Insurers may use this expression when, under pressure from the Broker or in trying to reassure their Insured, they grant indemnity on an early basis. The prevailing thinking being that concluding a formal grant of indemnity with the expression “on the basis of known facts and circumstances and subject to the applicable terms and conditions” provides carte blanche to reverse that decision should new material come to light. However, the granting of indemnity on such terms, whilst obviously well intentioned, can be fraught with danger.
In Thiess Pty Ltd v. ERC Frankona Reinsurance Limited  QCA 004 Chesterman J said:-
“an insurer’s acceptance of its insured’s claim does away with the potential uncertainties and their capacity to generate costs which the insurer may have to bear, if the claim is litigated, and replaces them with the insurer’s intimation (or promise) that it will pay the claim. There is, in accepting a claim, an element of compromise, or of admission that the insured is entitled as a matter of contractual right to the indemnity contained in the policy. The consideration is the benefit to the insurer that it will not be liable to pay the insured’s, and its own, costs of an action, and the detriment to the insured of forbearing to sue for the proceeds of the policy. The acceptance of the claim is in form and substance an agreement. Moreover it will normally amount to a contract, legally binding on the parties...”
So an open admission or extension of indemnity can represent a separate contract that the insurer will “pay up” under the policy. A contract is created where the Insurer states that it accepts liability to indemnify the insured under the policy and where the Insured has given consideration in the form of a forbearance to sue the Insurer.
Each case will of course turn on its own facts.
In Mobis Parts Australia Pty Ltd v XL Insurance Company  NSWSC 1321 (“Mobis”) a letter from the Insurer stated “XL accepts liability under the policy in respect of the loss on the basis of known facts and circumstances and subject to applicable terms and conditions” but ended with the words “XL otherwise reserves it position.” The Insured thanked them but also reserved their position. In other words, it was pretty clear no one had agreed to anything. So it was not surprising when the Judge determined that whilst the letter contained an admission it did not evidence a contract, given the Insurer’s promise was heavily qualified and there was no forbearance to sue actually promised by the Insured.
WHAT IS A KNOWN FACT OR CIRCUMSTANCE?
In Mobis, the Insurer later obtained an expert report which suggested that a roof which had collapsed at an insured factory had not been designed in accordance with the relevant standards. This potentially activated a “faulty design” exclusion. It was lucky for the Insurer that no contract was created because the Court would otherwise have found that the qualified grant of indemnity on “known facts and circumstances” would have bound the Insurer to indemnify because this later expert report was not a relevant change “in the facts and circumstances known” to the Insurer.

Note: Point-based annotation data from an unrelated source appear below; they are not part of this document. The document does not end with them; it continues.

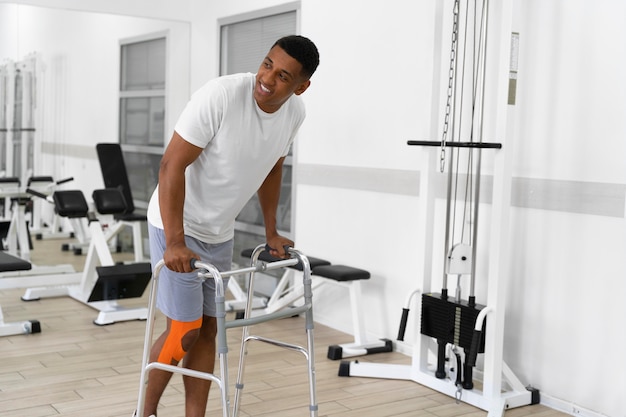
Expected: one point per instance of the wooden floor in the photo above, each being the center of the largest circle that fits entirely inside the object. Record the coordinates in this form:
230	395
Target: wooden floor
74	368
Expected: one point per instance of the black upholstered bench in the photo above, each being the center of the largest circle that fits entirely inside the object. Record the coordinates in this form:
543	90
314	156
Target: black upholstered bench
351	278
322	272
9	262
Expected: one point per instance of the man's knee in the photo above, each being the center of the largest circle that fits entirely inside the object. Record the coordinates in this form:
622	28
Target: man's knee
180	338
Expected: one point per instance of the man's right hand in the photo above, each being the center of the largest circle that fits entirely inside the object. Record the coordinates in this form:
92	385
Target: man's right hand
177	257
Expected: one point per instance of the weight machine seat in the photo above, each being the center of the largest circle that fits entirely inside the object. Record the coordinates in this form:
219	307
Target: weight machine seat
112	201
70	204
115	175
266	257
109	201
44	178
340	273
13	263
10	180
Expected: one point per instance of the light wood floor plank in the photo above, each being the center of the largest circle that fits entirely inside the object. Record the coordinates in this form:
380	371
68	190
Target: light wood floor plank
76	369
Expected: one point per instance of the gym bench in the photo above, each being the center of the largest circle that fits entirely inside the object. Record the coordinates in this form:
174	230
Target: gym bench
325	273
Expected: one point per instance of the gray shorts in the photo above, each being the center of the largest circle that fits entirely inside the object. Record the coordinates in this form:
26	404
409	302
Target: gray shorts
184	296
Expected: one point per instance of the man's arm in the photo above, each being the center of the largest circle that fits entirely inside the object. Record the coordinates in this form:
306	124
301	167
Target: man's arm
178	155
269	194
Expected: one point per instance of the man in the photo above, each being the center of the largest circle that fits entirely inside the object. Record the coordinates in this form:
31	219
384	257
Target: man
229	142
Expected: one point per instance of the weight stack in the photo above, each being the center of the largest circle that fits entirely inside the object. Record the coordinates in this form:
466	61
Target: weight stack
451	322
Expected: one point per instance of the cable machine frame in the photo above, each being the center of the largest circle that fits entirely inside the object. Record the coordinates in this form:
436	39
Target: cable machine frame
500	389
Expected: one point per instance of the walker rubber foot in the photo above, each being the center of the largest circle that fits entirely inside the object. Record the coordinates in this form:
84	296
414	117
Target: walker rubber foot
334	352
344	368
35	326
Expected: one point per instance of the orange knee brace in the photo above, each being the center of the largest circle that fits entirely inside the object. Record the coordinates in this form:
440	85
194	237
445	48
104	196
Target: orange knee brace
173	348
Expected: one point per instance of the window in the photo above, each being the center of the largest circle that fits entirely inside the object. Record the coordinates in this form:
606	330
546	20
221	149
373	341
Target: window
142	112
243	45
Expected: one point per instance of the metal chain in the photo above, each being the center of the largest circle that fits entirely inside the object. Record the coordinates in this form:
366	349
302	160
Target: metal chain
451	74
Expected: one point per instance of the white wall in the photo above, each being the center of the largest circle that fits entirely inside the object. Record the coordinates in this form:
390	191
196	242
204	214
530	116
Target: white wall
357	195
80	54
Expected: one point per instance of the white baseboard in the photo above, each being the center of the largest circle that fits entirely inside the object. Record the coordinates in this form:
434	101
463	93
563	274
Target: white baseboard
568	407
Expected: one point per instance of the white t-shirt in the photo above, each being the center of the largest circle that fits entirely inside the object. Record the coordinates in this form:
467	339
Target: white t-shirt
241	145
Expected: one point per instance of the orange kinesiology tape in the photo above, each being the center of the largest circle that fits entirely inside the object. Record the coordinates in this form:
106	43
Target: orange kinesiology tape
173	351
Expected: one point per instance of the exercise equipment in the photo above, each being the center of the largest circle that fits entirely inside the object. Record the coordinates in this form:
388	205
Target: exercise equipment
208	271
19	99
115	175
452	329
39	227
288	291
12	263
102	282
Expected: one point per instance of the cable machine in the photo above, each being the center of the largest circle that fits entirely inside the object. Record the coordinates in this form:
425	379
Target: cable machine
17	119
454	328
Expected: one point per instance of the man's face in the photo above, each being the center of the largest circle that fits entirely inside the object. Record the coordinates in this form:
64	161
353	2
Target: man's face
279	77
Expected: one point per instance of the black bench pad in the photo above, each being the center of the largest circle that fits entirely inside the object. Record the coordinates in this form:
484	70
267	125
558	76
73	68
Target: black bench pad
341	272
12	263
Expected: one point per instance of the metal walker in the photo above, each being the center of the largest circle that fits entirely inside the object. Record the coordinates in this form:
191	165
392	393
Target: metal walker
208	271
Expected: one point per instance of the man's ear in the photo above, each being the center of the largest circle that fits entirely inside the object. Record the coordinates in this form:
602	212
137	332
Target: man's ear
302	88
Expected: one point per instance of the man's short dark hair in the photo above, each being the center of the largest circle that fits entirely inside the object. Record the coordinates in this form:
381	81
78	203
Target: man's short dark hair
302	50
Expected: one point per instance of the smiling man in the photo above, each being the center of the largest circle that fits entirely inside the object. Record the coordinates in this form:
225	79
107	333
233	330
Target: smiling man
229	142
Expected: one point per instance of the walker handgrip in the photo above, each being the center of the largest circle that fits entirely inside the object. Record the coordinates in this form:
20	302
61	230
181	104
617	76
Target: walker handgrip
36	193
59	182
473	352
403	320
268	248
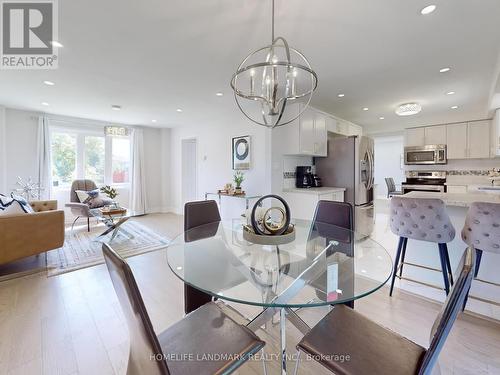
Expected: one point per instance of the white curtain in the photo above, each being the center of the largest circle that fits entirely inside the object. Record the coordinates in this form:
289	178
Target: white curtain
43	162
138	178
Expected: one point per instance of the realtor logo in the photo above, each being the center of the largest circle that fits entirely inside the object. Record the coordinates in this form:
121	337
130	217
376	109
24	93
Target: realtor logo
28	29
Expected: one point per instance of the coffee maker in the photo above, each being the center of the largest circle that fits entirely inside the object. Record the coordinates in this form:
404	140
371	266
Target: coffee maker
304	177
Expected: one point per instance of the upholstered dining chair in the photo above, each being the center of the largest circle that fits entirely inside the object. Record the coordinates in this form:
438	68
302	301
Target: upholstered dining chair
391	187
196	214
77	208
421	220
376	350
206	333
482	230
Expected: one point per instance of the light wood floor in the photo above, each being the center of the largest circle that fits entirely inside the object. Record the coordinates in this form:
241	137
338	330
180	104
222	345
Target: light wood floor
72	324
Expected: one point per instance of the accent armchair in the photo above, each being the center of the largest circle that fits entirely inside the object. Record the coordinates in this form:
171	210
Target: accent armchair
24	235
77	208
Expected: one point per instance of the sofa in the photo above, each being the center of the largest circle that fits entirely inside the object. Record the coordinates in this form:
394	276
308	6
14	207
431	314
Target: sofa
24	235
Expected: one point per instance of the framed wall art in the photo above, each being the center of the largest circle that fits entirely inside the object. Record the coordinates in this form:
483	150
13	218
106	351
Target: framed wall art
241	153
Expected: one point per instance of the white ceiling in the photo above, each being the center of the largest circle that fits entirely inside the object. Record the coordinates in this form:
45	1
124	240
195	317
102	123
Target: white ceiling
154	56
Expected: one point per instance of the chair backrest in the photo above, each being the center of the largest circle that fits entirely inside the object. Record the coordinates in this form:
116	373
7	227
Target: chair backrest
86	185
391	186
450	310
482	227
334	213
421	219
146	356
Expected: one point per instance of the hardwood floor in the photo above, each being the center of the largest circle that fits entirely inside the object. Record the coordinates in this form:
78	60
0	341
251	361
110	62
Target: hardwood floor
72	323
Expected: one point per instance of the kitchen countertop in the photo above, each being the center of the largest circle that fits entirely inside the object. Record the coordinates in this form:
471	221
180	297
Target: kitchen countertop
316	191
455	199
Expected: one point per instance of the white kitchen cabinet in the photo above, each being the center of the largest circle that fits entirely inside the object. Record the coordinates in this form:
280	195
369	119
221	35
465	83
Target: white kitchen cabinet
456	140
478	136
415	137
435	135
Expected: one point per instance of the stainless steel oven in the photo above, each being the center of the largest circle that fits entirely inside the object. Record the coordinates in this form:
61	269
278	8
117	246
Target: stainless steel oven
433	181
431	154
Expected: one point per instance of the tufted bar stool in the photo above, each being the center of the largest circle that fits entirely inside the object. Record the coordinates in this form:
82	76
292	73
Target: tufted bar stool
482	232
421	220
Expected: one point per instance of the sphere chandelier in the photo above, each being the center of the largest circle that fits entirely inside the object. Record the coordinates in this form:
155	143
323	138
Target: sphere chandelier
274	84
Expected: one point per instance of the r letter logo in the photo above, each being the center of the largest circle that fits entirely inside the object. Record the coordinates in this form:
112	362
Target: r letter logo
28	29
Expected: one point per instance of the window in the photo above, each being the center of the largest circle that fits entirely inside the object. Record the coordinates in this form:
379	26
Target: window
84	153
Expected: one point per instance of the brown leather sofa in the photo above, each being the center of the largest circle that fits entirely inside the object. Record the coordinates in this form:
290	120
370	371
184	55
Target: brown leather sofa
25	235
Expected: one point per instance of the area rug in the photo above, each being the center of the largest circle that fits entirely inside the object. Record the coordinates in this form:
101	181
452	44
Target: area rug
81	249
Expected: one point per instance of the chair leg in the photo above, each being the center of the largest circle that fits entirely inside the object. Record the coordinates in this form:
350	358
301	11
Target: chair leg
403	255
479	254
396	263
448	264
444	267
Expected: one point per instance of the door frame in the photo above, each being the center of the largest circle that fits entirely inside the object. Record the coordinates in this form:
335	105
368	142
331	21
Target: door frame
183	142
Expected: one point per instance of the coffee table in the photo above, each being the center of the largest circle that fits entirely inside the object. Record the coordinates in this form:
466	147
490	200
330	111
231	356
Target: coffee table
112	218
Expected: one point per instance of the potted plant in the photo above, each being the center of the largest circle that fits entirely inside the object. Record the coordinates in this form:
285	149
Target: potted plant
111	193
238	178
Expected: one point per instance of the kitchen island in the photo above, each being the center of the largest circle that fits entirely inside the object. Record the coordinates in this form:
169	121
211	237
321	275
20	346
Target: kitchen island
426	253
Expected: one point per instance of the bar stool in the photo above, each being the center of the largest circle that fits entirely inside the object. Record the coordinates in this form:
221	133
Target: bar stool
421	220
482	231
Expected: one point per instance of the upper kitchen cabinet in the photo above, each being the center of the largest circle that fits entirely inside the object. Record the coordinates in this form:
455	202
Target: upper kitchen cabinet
415	137
435	135
456	135
307	135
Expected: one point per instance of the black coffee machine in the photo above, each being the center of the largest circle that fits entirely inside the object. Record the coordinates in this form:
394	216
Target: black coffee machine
304	177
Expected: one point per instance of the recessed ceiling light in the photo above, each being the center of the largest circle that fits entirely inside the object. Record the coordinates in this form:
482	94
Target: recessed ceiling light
428	9
55	43
408	109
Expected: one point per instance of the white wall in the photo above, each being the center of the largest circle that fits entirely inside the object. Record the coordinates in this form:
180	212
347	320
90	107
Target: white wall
388	163
20	150
215	158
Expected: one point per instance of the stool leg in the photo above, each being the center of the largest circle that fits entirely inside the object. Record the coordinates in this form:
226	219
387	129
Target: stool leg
403	255
479	254
444	267
448	264
396	263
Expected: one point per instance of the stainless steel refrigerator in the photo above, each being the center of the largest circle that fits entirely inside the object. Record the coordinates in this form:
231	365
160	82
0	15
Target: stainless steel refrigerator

Rather, this second opinion from a structural engineer was held to be “a means chosen by XL to evaluate the significance of the known facts and circumstances.”
The Court commented that it was not prepared to superimpose the words “as presently advised” at the end of the expression “known facts and circumstances” in a strong indication that this aspect will be read strictly the Court.
DOES THIS EXPRESSION CONSTITUTE A WAIVER BY ELECTION
An election by an Insurer to accept or deny liability under a policy, does not, without more, constitute an irrevocable election. In Mobis the court said:-
“acceptance by the insurer of a claim by an insured to which the policy does not extend cover cannot amount to an election”.
In order for there to be a waiver by election, the election must be made with knowledge of the relevant facts. The court said:-
“the knowledge that the insurer would have had to have had in order to make an election in this case is the (alleged) fact that the warehouse was defectively designed.”
At the time they made that election they did not hold that knowledge so there could be no election.
IS RECANTING FROM THE ADMISSION A BREACH OF utmost good faith under section 14 of the insurance contracts act?
In Mobis, the Court found that because the admission letter did not form a settlement contract nor a waiver by election there was no basis on which to conclude that the Insurer’s subsequent reliance on the faulty design exclusion amounted to conduct contrary to its obligation to act with utmost good faith.
Ultimately, avoiding being bound by its early admission was a pyrrhic victory for the Insurer as the faulty design exclusion was held not to apply due to an inability to prove noncompliance with the relevant Building Code.
What the above discussion illustrates, however, is that while an early grant of indemnity from the Insurer will be a source of comfort to an Insured faced with a significant claim the benevolent Insurer must be aware that if such a grant is made, there can be difficulties in changing your position if new evidence comes to light.
A separate contract may well be created and this new contract won’t contain the exclusion relied upon. Further, what you might regard as a fact of significant consequence might be categorized as not a fact at all but rather just a different evaluation of the claim. Unless you are sure of your position, reserve your rights on indemnity until you are fully appraised of all the facts.